Despite his disagreements with aspects of Müller’s work and with a variety of linguistic principles in the works of well-known European scholars such as Wilhelm von Humboldt, Richard Lepsius, August Schleicher, and Chaim Steinthal, Whitney’s work was generally well received abroad. His linguistic books were promptly translated into several European languages, circulated widely, and referred to in the publications and teachings of major European linguists such as Karl Brugmann, Jan Baudouin de Courtenay, F. F. Fortunatov, and Ferdinand de Saussure. At home in the United States, Whitney was an influential builder of scholarly institutions, elected early in life to the American Oriental Society (1850) in which he held the offices of librarian (1855-1873), corresponding secretary and editor (1857-1884), and president (1884-1890). He also served as a cofounder and the first president of the American Philological Association (1869-1870), and he held membership in the Modern Language Association of America, the American Dialect Society, and the Spelling Reform Association. Whitney died in New Haven, Connecticut.
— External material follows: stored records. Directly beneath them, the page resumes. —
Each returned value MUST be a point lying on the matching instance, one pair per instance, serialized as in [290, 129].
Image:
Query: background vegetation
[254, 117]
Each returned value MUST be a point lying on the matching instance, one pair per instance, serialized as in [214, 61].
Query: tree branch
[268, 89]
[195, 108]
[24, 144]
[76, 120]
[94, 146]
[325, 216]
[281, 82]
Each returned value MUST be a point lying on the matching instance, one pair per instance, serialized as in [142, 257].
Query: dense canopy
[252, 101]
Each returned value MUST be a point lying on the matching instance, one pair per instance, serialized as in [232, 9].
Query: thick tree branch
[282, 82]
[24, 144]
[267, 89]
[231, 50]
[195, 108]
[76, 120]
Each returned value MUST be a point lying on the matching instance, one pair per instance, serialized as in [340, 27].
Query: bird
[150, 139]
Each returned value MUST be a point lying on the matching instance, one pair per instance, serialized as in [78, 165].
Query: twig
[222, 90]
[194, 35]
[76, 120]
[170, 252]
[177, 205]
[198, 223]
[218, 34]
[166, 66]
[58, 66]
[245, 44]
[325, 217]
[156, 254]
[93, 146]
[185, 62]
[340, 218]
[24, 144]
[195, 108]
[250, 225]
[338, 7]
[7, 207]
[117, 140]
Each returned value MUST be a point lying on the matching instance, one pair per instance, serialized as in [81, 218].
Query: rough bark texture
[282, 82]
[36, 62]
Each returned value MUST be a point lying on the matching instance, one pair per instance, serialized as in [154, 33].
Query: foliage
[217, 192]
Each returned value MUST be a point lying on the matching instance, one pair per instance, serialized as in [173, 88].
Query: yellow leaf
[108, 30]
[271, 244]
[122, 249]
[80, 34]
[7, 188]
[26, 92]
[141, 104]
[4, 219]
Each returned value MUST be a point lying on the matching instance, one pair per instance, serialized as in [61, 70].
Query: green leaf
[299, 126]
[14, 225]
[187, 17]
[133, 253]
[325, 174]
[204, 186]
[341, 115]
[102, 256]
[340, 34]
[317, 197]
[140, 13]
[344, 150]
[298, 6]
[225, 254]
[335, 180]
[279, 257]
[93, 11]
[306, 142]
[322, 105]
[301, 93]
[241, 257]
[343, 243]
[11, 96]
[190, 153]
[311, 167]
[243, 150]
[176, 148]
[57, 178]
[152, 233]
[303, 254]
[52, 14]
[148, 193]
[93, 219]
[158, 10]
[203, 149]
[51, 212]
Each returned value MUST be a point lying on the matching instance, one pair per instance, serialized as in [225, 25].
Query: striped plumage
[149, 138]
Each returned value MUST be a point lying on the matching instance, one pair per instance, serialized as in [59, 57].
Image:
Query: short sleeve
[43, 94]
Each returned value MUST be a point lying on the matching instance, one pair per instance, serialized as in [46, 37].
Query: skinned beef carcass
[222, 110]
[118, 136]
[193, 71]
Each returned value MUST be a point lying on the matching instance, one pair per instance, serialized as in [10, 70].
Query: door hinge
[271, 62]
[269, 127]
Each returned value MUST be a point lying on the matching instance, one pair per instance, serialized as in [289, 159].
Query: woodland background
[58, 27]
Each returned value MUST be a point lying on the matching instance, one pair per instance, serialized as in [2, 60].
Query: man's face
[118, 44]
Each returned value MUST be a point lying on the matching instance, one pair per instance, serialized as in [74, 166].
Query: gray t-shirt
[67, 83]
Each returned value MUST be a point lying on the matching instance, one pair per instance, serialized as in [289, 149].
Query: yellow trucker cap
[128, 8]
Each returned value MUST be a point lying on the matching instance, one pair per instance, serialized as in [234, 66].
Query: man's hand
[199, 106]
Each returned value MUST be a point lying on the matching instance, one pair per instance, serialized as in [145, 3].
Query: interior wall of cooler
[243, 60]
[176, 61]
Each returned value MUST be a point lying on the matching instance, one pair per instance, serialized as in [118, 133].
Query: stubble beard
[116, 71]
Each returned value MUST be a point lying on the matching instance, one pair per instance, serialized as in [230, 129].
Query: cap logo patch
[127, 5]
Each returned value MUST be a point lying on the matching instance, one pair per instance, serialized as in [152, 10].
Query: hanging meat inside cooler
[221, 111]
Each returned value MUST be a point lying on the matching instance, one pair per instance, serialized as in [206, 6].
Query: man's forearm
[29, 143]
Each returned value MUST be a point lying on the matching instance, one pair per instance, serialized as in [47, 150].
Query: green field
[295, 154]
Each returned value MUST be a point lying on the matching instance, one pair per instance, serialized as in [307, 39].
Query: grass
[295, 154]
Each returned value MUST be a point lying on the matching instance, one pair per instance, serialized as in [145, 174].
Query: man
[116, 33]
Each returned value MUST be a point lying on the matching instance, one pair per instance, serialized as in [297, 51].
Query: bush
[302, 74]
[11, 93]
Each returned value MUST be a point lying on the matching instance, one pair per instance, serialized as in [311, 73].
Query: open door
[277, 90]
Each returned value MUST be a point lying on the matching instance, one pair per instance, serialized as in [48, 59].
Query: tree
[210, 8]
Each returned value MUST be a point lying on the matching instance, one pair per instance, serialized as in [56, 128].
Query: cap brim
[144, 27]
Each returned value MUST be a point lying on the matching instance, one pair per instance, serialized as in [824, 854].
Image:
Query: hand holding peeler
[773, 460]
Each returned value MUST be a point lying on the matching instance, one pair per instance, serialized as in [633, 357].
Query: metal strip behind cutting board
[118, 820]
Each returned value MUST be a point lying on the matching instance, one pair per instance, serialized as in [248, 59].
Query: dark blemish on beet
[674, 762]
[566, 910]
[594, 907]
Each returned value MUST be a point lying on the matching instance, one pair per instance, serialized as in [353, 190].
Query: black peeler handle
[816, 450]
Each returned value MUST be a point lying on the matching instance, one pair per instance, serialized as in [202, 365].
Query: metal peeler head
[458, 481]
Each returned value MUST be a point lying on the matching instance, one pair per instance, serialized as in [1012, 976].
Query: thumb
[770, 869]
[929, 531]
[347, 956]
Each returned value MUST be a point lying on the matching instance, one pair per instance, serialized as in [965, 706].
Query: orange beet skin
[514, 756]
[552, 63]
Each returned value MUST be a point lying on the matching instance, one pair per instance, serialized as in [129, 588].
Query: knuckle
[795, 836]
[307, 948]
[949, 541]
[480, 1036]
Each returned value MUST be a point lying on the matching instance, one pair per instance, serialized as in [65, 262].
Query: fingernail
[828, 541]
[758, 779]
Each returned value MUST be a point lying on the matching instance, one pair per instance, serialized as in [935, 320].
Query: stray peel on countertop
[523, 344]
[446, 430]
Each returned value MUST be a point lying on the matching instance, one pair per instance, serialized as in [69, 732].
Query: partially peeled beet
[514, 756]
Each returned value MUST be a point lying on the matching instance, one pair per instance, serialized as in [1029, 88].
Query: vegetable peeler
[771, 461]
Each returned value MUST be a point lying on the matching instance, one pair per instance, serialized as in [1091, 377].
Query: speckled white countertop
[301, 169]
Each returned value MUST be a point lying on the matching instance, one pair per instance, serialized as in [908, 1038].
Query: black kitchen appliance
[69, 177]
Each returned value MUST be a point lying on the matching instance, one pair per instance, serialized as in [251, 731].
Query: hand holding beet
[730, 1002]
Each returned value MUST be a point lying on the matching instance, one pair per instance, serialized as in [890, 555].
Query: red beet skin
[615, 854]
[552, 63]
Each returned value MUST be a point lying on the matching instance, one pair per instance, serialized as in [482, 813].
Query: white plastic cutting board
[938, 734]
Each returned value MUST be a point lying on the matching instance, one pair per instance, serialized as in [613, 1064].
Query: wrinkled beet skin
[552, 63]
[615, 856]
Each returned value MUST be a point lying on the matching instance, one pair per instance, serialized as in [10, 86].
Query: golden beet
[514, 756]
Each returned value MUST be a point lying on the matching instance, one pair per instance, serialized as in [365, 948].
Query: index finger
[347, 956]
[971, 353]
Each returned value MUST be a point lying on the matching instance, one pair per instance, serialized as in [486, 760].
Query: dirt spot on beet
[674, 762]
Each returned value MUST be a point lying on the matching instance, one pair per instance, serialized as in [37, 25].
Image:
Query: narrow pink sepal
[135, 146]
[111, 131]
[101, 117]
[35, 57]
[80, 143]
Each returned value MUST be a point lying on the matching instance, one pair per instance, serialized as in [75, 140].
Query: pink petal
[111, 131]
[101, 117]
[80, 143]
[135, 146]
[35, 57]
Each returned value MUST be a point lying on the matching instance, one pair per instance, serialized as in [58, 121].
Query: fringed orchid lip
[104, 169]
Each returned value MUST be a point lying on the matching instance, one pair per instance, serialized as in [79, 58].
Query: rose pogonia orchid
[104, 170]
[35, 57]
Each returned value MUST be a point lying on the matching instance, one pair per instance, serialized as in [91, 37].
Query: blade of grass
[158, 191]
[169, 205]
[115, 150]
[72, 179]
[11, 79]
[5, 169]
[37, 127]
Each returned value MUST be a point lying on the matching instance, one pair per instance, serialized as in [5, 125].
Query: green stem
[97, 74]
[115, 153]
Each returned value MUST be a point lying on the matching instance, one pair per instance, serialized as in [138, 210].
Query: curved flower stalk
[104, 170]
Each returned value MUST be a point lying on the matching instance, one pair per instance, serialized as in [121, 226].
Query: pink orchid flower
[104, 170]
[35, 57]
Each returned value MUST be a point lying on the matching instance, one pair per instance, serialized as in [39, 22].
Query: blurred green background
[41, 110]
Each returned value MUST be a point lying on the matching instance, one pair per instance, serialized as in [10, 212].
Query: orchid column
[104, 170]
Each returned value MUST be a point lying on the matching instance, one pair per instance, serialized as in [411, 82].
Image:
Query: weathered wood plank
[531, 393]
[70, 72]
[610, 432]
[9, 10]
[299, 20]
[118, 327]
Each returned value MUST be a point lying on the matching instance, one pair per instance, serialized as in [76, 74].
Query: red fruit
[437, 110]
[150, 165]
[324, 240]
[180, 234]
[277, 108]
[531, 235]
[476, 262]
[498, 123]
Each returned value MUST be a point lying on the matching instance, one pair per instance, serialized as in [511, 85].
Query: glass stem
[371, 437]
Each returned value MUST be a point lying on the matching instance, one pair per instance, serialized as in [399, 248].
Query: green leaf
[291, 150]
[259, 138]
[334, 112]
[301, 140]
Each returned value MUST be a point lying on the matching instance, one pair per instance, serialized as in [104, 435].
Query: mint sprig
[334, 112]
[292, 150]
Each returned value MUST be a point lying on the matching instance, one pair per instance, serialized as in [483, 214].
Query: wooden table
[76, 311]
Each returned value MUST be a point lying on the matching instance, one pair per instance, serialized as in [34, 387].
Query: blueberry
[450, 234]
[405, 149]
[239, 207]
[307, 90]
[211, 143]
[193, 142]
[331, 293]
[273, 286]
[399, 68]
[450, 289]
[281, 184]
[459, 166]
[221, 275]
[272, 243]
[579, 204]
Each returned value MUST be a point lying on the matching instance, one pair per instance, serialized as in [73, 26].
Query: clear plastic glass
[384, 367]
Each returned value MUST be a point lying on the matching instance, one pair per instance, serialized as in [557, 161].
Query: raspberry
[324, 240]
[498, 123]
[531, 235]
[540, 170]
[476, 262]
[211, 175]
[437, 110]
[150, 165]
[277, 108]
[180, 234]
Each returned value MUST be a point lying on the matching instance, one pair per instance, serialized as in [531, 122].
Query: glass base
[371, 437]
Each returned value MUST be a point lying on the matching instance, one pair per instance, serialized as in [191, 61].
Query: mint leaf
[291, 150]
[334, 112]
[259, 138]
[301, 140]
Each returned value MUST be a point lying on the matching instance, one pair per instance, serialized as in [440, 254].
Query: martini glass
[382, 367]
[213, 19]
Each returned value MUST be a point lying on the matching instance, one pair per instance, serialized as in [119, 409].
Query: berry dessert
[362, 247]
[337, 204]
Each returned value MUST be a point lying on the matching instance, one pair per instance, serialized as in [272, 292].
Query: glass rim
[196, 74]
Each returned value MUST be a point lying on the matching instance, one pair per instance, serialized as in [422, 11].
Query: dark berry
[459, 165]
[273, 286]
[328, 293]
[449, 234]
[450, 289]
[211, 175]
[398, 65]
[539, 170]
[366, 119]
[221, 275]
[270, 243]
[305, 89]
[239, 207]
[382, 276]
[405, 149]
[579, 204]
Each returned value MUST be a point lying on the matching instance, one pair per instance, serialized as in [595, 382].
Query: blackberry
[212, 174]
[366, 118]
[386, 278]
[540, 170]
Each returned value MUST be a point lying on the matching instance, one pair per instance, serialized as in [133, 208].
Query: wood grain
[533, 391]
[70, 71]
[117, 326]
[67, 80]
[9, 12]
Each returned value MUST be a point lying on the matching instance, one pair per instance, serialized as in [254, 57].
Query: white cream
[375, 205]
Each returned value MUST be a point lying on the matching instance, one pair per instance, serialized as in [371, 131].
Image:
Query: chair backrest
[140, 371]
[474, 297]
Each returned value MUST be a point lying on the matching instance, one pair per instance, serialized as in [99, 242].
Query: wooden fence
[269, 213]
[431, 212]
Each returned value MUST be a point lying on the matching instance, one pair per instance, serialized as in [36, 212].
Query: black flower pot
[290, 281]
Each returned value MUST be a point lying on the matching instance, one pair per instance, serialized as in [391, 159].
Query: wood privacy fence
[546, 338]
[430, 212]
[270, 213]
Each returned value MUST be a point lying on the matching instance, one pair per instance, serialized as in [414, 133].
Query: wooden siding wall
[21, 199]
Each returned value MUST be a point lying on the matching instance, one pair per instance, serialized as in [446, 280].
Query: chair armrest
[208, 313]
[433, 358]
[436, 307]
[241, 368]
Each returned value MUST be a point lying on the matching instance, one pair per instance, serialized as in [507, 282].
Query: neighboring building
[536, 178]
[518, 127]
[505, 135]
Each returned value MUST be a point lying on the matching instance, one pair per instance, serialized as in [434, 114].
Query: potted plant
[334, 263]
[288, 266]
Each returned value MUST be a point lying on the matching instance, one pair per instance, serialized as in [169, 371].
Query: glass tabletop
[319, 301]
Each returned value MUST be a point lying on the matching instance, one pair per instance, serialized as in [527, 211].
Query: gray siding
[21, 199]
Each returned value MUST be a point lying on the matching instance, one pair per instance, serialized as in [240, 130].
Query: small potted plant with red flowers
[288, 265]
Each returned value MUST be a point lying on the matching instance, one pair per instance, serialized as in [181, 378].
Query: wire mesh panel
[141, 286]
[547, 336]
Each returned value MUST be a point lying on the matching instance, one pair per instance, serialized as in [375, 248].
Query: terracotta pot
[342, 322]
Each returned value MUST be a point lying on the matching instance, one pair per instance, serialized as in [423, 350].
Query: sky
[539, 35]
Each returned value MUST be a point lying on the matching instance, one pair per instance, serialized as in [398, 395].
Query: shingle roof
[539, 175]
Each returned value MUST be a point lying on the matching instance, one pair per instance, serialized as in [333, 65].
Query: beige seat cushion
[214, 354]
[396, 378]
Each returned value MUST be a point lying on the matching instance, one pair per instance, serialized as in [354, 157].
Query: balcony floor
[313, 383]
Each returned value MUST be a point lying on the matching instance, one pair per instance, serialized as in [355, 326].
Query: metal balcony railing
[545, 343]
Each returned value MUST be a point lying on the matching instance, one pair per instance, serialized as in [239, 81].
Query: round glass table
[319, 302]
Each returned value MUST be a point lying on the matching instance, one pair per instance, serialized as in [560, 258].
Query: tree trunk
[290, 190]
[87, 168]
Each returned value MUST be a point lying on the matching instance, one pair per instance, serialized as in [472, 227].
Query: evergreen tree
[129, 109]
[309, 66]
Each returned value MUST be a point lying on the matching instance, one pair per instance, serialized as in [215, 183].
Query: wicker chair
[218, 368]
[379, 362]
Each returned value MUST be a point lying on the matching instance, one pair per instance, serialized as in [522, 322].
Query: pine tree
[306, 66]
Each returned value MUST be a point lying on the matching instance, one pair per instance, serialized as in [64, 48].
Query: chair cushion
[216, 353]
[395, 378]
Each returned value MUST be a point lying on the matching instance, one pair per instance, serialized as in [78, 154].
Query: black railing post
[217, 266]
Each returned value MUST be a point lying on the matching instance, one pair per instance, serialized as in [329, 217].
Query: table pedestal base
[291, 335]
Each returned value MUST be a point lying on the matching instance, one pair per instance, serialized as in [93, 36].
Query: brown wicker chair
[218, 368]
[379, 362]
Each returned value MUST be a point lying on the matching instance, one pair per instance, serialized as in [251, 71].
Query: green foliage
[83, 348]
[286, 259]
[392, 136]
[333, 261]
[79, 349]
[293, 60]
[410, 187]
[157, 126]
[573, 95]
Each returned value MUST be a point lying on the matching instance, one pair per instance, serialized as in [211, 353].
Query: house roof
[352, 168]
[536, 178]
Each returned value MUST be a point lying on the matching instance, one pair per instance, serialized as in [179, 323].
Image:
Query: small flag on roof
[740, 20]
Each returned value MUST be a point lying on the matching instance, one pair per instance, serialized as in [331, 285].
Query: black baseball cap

Although little in modern American linguistics can be traced or attributed uniquely to Whitney’s work, his writings on general linguistics have continued to be regularly praised for their “sanity,” a term reflecting his clarity of style, the care he took to provide examples drawn from actual language usage in support of thoughtful, empirically based statements, and his avoidance of the “metaphysical” mysticism of some of his contemporaries. The writing table at which he stood to prepare so many of his 360 books and articles was eventually obtained by the Linguistic Society of America, founded in 1924, and is passed on to each successive editor of that society’s journal, Language, as an honor of the office.   

Bibliography

Correspondence to Whitney is held at the Yale University Archives. A brief autobiography was published in Forty Years’ Record of the Class of 1845, Williams College(1885), which Whitney edited, and is reprinted in Michael Silverstein, ed., Whitney on Language: Selected Writings of William Dwight Whitney (1971). That volume also contains Silverstein’s essay “Whitney on Language”; Roman Jakobson, “The World Response to Whitney’s Principles of Linguistic Science”; an extended excerpt from Language and the Study of Language; and eleven articles representative of Whitney’s linguistic work. For a complete bibliography of Whitney’s writings, as well as the memorial tributes at the First American Congress of Philologists in Dec. 1894, see Charles Rockwell Lanman, ed., The Whitney Memorial Meeting (1897). See also Brigitte Nerlich, Change in Language: Whitney, Bréal, and Wegener (1990), and the substantial section on Whitney in Julie Tetel Andresen, Linguistics in America, 1769-1924(1990). A discussion of Whitney is presented in Craig Christy, Uniformitarianism in Linguistics (1983), and in E. F. K. Koerner, Ferdinand de Saussure (1973). An obituary is in the American Journal of Philology 15 (1894): 271-98, and is reprinted in Thomas A. Sebeok, ed., Portraits of Linguists, vol. 1 (1966).